Mali has been in turmoil for years. The 2020 coup that brought Goïta to power was itself a response to perceived military and governmental failure. Since then, the country has endured a grinding insurgency, with various jihadist groups and separatist movements operating across the Sahel. French military forces, which had been present in Mali for nearly a decade, withdrew in 2022, leaving the junta to manage the security situation largely alone. That withdrawal was supposed to mark a transition to Malian-led defence; instead, the security situation has deteriorated.
The appearance of rebel checkpoints near the capital is particularly alarming because it suggests that insurgent forces now feel emboldened enough to operate openly in areas that should be under state control. Checkpoints are not fleeting military actions; they are infrastructure. They imply occupation, the ability to tax movement, to gather intelligence, and to project power over civilian populations. Their presence near Bamako indicates that the militants have moved from the periphery toward the centre of state power.
Goïta's consolidation of the defence ministry may be a rational response to crisis, but it also concentrates risk. If the defence minister is also the head of state, then any further military setback becomes a personal and political failure for him in a way it would not be if the roles were separate. It also raises questions about whether he has the bandwidth to manage both the political demands of leading the country and the operational demands of directing its military response to an active insurgency.
The investigation into soldiers' involvement in the attacks will be closely watched. If it reveals systematic collaboration between elements of the military and militant groups, it could undermine confidence in the armed forces themselves and complicate any future security operations. If it produces no results or appears to be a cover-up, it will deepen suspicions that the junta is either unwilling or unable to police its own ranks. Either way, Mali faces a period of acute instability in which the line between internal and external threats has become dangerously blurred.
Notable Quotes
Mali's junta leader consolidated power by taking the defence portfolio directly after his predecessor was killed in jihadist attacks— State media and multiple news sources
The Hearth Conversation Another angle on the story
Why would Goïta take the defence ministry himself rather than appoint someone else?
Because at this moment, appointing someone else would signal weakness. His predecessor just died in an attack. If he names a new minister, he's saying he trusts that person to do what the last one couldn't. Better to be the one holding the portfolio, to own the response directly.
But doesn't that overextend him? He's already running the country.
It does. But in a military junta, concentration of power is often seen as the solution to crisis, not the problem. He's betting that direct control will allow faster decisions and prevent rivals from building independent bases.
What about the soldiers being investigated for involvement in the attacks?

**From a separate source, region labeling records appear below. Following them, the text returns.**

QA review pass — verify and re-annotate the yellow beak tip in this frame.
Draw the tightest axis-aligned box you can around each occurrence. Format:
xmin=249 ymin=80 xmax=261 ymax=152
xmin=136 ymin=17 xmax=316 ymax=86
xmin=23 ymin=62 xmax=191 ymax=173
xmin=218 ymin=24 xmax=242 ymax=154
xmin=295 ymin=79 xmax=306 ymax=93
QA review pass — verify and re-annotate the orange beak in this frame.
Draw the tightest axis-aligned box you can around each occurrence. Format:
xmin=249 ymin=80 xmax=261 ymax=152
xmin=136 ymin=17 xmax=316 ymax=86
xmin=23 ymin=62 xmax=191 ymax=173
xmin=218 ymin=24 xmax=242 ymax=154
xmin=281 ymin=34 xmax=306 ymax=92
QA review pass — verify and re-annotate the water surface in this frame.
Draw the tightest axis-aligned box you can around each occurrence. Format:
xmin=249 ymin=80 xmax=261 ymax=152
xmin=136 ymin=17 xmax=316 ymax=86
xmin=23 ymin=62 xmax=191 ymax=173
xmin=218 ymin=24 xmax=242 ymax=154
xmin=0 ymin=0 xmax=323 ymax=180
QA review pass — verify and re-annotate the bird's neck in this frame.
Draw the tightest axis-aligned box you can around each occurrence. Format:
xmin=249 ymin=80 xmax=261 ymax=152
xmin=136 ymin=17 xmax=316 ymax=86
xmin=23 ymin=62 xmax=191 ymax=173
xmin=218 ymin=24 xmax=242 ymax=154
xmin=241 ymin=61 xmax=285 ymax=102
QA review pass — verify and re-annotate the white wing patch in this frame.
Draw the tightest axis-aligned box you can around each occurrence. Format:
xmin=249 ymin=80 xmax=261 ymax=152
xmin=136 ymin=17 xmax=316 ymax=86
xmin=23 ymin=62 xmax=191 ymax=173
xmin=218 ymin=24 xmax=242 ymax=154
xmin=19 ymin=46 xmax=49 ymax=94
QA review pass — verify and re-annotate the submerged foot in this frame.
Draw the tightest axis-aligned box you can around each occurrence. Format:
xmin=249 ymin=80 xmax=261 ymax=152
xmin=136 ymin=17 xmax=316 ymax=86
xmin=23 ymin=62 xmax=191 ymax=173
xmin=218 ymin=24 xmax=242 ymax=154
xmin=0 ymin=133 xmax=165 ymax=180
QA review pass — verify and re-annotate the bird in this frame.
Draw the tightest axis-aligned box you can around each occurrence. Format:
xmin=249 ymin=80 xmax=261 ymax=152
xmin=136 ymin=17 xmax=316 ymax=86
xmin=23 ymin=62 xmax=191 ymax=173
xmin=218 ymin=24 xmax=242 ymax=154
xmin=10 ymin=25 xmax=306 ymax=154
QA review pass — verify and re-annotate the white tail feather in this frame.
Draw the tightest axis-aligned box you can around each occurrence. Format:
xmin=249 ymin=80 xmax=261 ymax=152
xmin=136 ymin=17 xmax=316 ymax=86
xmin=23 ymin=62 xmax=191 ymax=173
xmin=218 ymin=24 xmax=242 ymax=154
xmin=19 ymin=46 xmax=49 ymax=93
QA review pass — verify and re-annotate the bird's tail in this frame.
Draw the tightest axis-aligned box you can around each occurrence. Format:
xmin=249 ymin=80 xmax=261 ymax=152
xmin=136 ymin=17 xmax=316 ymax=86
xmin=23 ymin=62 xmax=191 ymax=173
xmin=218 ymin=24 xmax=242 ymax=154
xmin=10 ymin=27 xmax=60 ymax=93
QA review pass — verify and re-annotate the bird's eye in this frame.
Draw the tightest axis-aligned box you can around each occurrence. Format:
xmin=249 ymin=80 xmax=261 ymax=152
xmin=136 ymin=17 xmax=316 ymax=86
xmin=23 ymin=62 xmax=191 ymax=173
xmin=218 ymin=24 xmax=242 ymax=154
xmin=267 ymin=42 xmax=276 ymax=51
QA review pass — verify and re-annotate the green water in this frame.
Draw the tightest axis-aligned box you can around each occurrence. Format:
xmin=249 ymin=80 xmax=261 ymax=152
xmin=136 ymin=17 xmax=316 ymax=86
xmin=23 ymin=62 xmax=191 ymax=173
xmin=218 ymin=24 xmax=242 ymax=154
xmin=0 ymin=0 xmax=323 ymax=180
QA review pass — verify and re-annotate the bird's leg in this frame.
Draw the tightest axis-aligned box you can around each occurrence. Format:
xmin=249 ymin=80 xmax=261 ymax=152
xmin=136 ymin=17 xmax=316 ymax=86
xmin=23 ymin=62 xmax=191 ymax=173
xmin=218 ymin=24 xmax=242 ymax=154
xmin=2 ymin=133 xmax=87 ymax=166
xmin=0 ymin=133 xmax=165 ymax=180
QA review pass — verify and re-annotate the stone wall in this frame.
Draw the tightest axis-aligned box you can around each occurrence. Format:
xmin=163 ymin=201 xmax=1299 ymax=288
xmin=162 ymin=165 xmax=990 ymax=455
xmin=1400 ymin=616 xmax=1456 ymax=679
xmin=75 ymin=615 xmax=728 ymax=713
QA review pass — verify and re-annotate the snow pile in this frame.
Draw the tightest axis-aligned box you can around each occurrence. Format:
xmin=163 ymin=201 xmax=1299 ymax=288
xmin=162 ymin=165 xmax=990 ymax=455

That's the real danger. If your own military is working with the insurgents, then no amount of consolidation at the top fixes the rot. You can't defend against an enemy that's already inside the institution.
Is this common in Mali?
Mali has been fractured for years. The French left. The junta took over. Now the militants are closer to the capital than they've been in a while. This isn't a new problem—it's an accelerating one.
What happens if Goïta fails to contain this?
Then the junta itself becomes vulnerable. Another coup, another strongman, another cycle. Mali's been through this before.